Burundi : l’Union européenne lève les sanctions, les ONG s’indignent
Les sanctions de l’UE contre le Burundi datent de mars 2016, sous la présidence de feu Pierre Nkurunziza, suite à la violation massive des droits de l’Homme. L’abrogation de la décision fait suite aux progrès enregistrés au Burundi après les élections qui ont porté à la tête du pays le Général Major Evariste Ndayishimiye selon un communiqué du conseil européen. Ce qui ne convainc pas les ONG internationales, notamment Human Right Watch qui affirme que « la répression au Burundi n’a jamais cessé ».
La décision de Bruxelles de lever les sanctions contre le Burundi est intervenue 7 ans après le début d’une crise politique émaillée de violation massive des droits de l’Homme.
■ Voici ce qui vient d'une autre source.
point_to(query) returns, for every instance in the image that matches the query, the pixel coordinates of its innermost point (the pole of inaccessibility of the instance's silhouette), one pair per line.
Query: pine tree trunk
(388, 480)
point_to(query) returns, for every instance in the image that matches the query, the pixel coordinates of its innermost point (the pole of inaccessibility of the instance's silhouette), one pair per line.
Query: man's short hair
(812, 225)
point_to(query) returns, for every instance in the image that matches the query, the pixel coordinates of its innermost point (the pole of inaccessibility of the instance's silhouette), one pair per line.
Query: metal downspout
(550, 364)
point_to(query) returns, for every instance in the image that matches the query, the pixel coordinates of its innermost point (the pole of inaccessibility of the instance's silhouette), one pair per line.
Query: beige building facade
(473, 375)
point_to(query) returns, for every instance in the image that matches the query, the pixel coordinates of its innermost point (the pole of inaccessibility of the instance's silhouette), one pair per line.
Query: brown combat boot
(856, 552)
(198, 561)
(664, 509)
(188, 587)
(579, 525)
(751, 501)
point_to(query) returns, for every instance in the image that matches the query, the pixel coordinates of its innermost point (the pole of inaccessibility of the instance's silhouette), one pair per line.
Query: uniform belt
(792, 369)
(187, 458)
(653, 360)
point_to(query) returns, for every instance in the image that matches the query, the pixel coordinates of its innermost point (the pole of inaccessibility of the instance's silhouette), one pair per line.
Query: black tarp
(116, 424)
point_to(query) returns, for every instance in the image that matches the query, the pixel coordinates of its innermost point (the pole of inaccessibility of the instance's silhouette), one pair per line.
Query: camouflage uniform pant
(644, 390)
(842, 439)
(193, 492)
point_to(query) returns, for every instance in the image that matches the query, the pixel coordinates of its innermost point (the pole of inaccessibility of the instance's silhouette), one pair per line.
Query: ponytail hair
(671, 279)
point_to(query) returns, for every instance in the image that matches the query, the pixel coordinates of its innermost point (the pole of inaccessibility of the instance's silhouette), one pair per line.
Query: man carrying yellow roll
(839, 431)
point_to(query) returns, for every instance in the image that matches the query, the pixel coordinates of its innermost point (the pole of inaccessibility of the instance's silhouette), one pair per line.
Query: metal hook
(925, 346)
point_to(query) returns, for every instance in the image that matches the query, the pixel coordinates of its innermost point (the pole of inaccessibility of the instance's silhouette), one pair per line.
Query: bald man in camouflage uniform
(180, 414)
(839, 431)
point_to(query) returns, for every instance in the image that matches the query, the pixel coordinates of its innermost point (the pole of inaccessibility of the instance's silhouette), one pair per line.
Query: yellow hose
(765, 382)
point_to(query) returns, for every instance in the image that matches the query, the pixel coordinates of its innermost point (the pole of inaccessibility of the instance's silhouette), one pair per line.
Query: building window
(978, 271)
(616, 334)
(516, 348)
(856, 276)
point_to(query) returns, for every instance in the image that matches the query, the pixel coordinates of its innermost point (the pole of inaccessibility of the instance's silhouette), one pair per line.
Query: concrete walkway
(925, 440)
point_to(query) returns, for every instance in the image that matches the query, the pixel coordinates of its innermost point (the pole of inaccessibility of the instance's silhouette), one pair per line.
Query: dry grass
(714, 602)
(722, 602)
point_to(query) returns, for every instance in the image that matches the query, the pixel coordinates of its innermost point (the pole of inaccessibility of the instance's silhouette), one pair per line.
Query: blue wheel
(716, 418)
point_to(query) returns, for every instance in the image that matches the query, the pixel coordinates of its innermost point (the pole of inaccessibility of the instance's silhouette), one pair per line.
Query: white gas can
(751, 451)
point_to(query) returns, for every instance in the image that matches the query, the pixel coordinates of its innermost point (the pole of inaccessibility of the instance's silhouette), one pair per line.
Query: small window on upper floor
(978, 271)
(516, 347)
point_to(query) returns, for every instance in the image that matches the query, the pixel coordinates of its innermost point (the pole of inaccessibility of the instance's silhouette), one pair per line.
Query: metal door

Déclenchée en avril 2015 par la volonté du président d’alors Pierre Nkurunziza de briguer un troisième mandat contraire à la Constitution, la contestation embrase Bujumbura et la répression fait des milliers de victimes. Bruxelles réagit en octobre 2015 : des restrictions en matière de déplacements et un gel des avoirs à l’égard de quatre personnalités du régime burundais sont prises dont l’actuel premier ministre le Général Alain Guillaume Bunyoni. Ils sont ciblés pour avoir commis « des actes de violence, de répression ou d’incitation à la violence, y compris par des actes constituant des atteintes graves aux droits de l’Homme ». Suite à la persistance des violations, l’UE a suspendu l’aide directe en mars 2016.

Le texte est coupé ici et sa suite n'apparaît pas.